From Adaora A. Adimora, MD, MPH, FACP, FIDSA, professor of Medicine at The University of North Carolina at Chapel Hill and vice chair of the HIV Medicine Association in Arlington, Va.:
As a physician who cares for uninsured patients, I see a North Carolina decision to participate in the federally supported Medicaid expansion as an easy one. It’s a chance to keep my patients and our state healthier. But the reasons go well beyond better health for my patients and our state’s working poor. Sadly, it is looking more certain that politics will trump good policy and hope for better access to health care for North Carolina’s 1.5 million uninsured residents.
We rank 38th in the nation in terms of health outcomes, including mortality rates and other measures, like how many adults have diabetes. We’re 12th highest in the number of people diagnosed with AIDS, a condition now preventable if patients are diagnosed early and have access to care and treatment available through programs like Medicaid.
Expanding Medicaid coverage to low-income adults trying to get by on less than $15,000 a year will mean greater access to lifesaving medical care for nearly half a million North Carolina residents who need it but cannot afford it today. The federal government will even pick up most of the tab, covering 100 percent of the cost of the expansion for the first three fiscal years, declining to 90 percent in future years.

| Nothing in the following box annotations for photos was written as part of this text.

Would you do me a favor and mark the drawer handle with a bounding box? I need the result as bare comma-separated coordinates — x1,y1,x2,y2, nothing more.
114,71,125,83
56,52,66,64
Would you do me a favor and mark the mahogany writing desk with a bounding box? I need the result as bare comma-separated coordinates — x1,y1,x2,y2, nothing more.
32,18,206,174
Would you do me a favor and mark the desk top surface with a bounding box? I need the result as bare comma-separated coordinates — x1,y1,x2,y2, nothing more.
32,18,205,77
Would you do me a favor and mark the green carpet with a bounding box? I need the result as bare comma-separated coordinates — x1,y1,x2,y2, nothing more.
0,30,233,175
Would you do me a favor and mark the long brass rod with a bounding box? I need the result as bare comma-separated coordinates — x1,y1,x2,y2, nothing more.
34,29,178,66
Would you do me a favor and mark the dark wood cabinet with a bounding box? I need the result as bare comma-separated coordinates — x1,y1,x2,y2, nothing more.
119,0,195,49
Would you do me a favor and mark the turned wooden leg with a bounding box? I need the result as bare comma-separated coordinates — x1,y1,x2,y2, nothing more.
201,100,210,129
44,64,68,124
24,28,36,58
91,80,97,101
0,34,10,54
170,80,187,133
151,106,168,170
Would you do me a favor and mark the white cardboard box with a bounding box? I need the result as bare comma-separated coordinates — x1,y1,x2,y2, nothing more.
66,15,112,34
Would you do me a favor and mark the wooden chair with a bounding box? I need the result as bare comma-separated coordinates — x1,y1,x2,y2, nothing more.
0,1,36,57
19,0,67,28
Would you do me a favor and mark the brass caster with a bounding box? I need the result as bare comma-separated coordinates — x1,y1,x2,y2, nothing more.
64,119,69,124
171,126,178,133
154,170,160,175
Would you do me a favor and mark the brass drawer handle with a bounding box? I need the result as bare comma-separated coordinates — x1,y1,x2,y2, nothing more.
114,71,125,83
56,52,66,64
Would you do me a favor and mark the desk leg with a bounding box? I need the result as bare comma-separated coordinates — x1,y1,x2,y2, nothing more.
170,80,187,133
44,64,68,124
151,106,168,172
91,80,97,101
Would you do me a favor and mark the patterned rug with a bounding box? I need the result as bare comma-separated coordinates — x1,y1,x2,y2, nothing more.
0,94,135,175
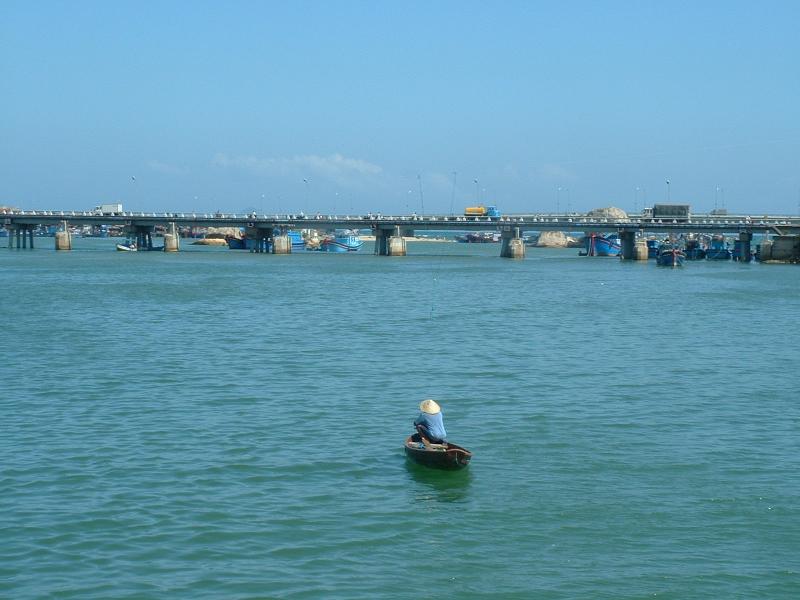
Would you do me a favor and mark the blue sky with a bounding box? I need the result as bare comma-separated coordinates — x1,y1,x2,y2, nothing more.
0,0,800,214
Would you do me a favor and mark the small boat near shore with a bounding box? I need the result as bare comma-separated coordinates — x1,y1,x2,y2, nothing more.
656,244,686,267
319,230,364,252
404,433,472,469
706,235,733,260
578,233,622,256
226,230,306,252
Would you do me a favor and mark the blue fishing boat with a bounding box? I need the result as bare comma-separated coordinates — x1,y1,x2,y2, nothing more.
319,229,364,252
656,243,686,267
578,233,622,256
685,238,706,260
706,235,733,260
227,231,306,252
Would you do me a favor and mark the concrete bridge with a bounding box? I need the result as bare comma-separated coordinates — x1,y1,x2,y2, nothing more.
0,210,800,259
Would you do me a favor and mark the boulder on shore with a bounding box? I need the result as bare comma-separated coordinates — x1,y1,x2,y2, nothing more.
586,206,628,221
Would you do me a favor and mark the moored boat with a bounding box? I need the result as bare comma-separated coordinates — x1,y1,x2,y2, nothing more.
456,231,501,244
706,235,733,260
404,433,472,469
319,229,364,252
579,233,622,256
226,231,306,252
656,244,686,267
685,238,706,260
647,239,658,258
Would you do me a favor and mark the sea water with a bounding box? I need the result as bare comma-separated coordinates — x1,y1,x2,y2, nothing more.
0,239,800,599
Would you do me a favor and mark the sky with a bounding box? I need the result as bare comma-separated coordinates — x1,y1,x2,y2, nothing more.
0,0,800,214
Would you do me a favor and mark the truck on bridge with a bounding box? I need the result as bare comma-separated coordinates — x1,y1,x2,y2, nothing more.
642,204,692,223
92,203,122,217
464,204,500,217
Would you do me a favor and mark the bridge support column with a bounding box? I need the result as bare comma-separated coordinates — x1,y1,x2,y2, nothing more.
733,231,753,262
164,222,181,252
252,227,276,254
500,225,525,258
386,227,406,256
619,231,636,260
375,229,391,256
272,232,292,254
55,221,72,250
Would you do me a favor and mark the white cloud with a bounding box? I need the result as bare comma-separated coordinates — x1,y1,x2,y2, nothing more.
212,153,384,185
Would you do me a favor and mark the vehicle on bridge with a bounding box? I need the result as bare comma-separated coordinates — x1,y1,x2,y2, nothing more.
464,204,500,217
642,204,692,223
92,203,122,217
319,229,364,252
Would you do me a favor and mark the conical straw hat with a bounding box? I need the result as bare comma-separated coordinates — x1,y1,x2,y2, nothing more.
419,399,442,415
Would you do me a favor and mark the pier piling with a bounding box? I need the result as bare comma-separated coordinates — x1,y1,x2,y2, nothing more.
500,225,525,258
55,221,72,250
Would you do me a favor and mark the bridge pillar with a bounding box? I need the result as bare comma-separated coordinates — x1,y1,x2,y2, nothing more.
733,231,753,262
386,226,406,256
272,232,292,254
164,221,181,252
252,227,276,254
500,225,525,258
619,231,636,260
375,228,391,256
55,221,72,250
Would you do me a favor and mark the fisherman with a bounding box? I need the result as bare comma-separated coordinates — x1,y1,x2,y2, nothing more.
414,399,447,444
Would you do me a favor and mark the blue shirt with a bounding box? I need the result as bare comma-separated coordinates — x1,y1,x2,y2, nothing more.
414,411,447,440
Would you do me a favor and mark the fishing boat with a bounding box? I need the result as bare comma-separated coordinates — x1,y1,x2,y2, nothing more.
404,433,472,469
578,233,622,256
319,229,364,252
686,238,706,260
226,231,306,252
706,235,733,260
456,231,502,244
656,244,686,267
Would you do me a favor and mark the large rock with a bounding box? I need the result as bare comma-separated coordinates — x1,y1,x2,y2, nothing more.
536,231,578,248
586,206,628,220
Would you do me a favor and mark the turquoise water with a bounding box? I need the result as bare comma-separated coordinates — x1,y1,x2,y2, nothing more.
0,239,800,599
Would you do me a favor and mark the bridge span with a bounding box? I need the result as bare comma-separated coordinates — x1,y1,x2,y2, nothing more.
0,210,800,258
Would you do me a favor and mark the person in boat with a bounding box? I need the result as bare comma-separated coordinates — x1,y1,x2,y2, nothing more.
414,399,447,444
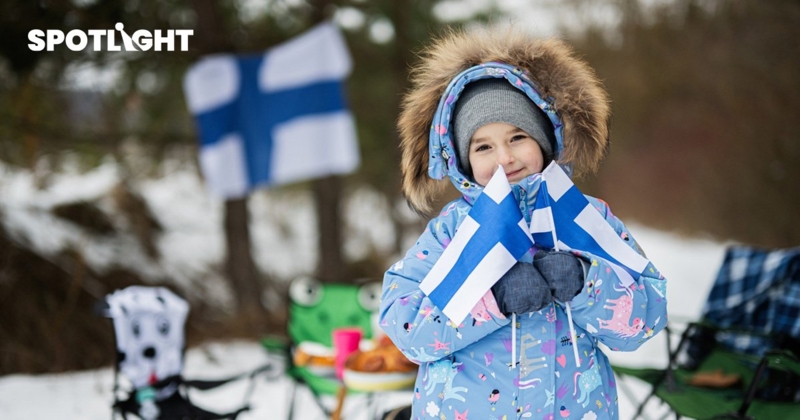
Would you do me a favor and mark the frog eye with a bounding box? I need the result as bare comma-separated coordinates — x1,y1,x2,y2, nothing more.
289,277,322,306
358,282,381,312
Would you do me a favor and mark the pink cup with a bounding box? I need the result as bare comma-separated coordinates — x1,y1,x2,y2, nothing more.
333,328,362,380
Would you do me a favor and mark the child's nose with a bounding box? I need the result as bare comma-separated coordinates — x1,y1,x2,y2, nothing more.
497,147,514,166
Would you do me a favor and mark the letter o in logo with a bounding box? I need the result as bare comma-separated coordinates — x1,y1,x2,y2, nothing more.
67,29,89,51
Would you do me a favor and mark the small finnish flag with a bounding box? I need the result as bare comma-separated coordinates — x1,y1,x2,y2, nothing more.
530,162,649,287
184,23,360,198
419,167,533,324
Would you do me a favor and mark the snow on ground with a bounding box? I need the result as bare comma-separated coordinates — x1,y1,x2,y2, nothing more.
0,162,729,420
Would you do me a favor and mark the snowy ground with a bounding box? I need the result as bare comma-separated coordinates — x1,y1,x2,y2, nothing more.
0,158,729,420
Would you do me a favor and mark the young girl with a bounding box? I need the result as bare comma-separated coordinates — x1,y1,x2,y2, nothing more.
380,27,667,420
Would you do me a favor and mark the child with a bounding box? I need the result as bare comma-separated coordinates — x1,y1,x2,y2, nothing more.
380,27,667,420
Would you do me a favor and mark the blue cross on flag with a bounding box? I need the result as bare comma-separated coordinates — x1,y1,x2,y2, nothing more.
184,23,359,198
419,167,533,324
531,162,649,287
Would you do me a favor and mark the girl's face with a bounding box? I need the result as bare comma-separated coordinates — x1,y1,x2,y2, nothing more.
469,122,544,186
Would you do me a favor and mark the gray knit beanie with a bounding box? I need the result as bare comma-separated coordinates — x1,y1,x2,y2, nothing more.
453,79,556,177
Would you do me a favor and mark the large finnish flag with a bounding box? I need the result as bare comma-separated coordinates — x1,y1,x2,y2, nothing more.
419,167,533,324
184,23,359,198
531,162,649,287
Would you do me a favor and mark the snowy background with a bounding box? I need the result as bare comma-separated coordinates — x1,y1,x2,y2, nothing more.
0,156,730,420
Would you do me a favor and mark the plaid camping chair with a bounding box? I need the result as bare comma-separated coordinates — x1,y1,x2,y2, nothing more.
614,246,800,419
99,286,270,420
263,277,416,420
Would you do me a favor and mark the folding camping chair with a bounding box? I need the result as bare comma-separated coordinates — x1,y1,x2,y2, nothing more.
614,246,800,419
100,286,271,420
263,277,415,420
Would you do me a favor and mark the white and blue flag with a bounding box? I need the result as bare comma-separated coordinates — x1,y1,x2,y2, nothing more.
419,167,533,324
530,162,649,287
184,23,359,198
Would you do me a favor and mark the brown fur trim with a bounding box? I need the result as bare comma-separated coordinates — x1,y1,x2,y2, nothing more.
398,28,611,213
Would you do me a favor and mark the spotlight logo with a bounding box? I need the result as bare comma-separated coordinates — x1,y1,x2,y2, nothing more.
28,23,194,51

The upside doesn’t end there. Over the next eight years, the state would see a net savings of $65 million from the Medicaid expansion, the North Carolina Institute of Medicine estimates. The expansion would help generate an additional $1.3 billion to $1.7 billion in the state’s gross domestic product each year, according to economic modeling commissioned by North Carolina’s Department of Health and Human Services.
As many as 25,000 new jobs would be created in the state by 2016 as a result of expanding Medicaid, the economic analysis also found. In a place still hard hit by the economic downturn, where the 9.2 unemployment rate statewide ranks third-highest in the country, it would be foolhardy to walk away from these potential job gains.

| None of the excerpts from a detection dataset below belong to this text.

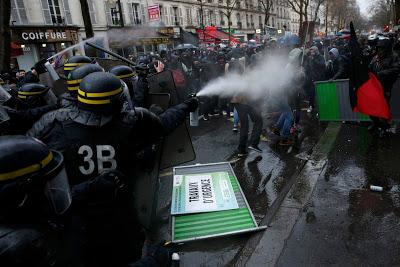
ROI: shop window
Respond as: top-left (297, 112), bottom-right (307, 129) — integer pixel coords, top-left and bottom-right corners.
top-left (186, 7), bottom-right (193, 25)
top-left (10, 0), bottom-right (28, 24)
top-left (41, 0), bottom-right (72, 24)
top-left (129, 3), bottom-right (142, 25)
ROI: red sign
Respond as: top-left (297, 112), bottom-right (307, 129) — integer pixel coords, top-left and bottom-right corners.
top-left (147, 4), bottom-right (160, 21)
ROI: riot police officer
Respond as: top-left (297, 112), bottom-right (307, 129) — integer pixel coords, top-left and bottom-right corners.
top-left (60, 64), bottom-right (104, 108)
top-left (0, 136), bottom-right (71, 266)
top-left (28, 72), bottom-right (198, 184)
top-left (64, 55), bottom-right (93, 77)
top-left (0, 83), bottom-right (57, 134)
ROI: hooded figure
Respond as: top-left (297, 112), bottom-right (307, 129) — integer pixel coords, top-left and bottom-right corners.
top-left (326, 48), bottom-right (348, 80)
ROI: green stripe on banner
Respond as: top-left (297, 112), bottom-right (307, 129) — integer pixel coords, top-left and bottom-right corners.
top-left (229, 176), bottom-right (239, 193)
top-left (316, 82), bottom-right (340, 121)
top-left (174, 208), bottom-right (257, 241)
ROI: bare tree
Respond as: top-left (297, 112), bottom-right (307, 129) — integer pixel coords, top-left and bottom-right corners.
top-left (259, 0), bottom-right (274, 25)
top-left (0, 0), bottom-right (11, 71)
top-left (222, 0), bottom-right (238, 46)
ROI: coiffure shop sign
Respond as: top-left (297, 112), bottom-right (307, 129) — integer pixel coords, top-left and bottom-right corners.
top-left (12, 29), bottom-right (76, 43)
top-left (21, 32), bottom-right (67, 41)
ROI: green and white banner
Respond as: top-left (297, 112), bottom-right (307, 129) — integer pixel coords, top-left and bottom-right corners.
top-left (171, 172), bottom-right (239, 215)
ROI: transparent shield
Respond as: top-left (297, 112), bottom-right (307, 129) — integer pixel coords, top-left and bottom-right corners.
top-left (0, 85), bottom-right (11, 104)
top-left (45, 168), bottom-right (72, 217)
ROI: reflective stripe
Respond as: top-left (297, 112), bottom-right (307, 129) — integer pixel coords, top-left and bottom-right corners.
top-left (0, 151), bottom-right (53, 181)
top-left (18, 89), bottom-right (47, 95)
top-left (117, 73), bottom-right (135, 79)
top-left (64, 62), bottom-right (89, 67)
top-left (67, 79), bottom-right (82, 84)
top-left (78, 87), bottom-right (122, 97)
top-left (68, 85), bottom-right (79, 91)
top-left (78, 95), bottom-right (111, 105)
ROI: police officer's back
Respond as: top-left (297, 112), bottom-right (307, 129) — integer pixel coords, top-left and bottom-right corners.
top-left (28, 72), bottom-right (197, 184)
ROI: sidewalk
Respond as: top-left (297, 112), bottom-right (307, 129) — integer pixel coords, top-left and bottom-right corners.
top-left (277, 125), bottom-right (400, 266)
top-left (240, 124), bottom-right (400, 266)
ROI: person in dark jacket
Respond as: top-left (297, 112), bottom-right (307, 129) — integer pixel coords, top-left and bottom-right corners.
top-left (304, 46), bottom-right (325, 112)
top-left (369, 39), bottom-right (400, 137)
top-left (28, 72), bottom-right (198, 184)
top-left (326, 48), bottom-right (348, 80)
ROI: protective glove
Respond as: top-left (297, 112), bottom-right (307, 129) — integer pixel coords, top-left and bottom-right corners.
top-left (183, 97), bottom-right (199, 112)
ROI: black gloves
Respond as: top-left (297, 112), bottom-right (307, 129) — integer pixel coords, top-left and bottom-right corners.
top-left (183, 97), bottom-right (199, 112)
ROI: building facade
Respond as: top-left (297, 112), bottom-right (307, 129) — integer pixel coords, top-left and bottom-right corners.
top-left (10, 0), bottom-right (292, 69)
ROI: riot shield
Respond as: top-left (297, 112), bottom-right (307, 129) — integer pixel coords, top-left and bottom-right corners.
top-left (148, 71), bottom-right (196, 169)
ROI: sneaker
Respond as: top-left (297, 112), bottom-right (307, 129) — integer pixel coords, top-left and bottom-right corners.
top-left (279, 138), bottom-right (294, 146)
top-left (249, 145), bottom-right (262, 153)
top-left (271, 126), bottom-right (281, 136)
top-left (237, 151), bottom-right (249, 158)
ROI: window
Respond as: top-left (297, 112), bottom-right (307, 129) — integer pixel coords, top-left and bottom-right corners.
top-left (110, 7), bottom-right (120, 25)
top-left (131, 3), bottom-right (142, 25)
top-left (10, 0), bottom-right (28, 24)
top-left (219, 11), bottom-right (225, 26)
top-left (47, 0), bottom-right (63, 24)
top-left (172, 6), bottom-right (179, 26)
top-left (186, 7), bottom-right (193, 25)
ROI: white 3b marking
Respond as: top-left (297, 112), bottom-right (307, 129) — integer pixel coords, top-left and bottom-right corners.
top-left (78, 145), bottom-right (117, 175)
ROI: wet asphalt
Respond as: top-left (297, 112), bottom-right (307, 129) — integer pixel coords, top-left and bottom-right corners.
top-left (153, 113), bottom-right (326, 266)
top-left (277, 124), bottom-right (400, 266)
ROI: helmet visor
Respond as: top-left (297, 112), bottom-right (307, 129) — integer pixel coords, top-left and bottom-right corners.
top-left (0, 85), bottom-right (11, 104)
top-left (45, 168), bottom-right (72, 214)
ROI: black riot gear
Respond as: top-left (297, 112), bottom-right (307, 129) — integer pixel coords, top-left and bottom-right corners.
top-left (0, 136), bottom-right (71, 215)
top-left (64, 55), bottom-right (92, 77)
top-left (67, 64), bottom-right (104, 96)
top-left (78, 72), bottom-right (123, 114)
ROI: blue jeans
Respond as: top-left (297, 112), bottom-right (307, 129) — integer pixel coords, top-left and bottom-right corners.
top-left (233, 108), bottom-right (239, 127)
top-left (276, 110), bottom-right (293, 138)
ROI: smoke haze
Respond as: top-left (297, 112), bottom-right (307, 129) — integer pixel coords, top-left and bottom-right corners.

In my practice, I treat patients with infectious diseases, including those infected with HIV. I see firsthand the struggles many of them face because they cannot afford or do not qualify for health insurance. Too many don’t receive the care they need until they are seriously ill when treatment is less effective. Their lives are often needlessly shorter and hospital bills higher than if they had the regular access to care that Medicaid provides.
North Carolina has a historic opportunity to break this cycle and expand health coverage to my patients and many other fellow North Carolina residents without access to the basic health care that many of us take for granted. Twenty-four states, led by governors from both political parties, have signed up so far. It makes good fiscal sense, too, offering savings for the state’s tight budget, greater economic growth and new jobs statewide.
The math and the implications for the state’s health – physical and financial – are clear. We can afford to expand Medicaid in North Carolina. In fact, we can’t afford not to. The governor and the General Assembly should reconsider the data and reverse the unhealthy and costly decisions they are making for North Carolina.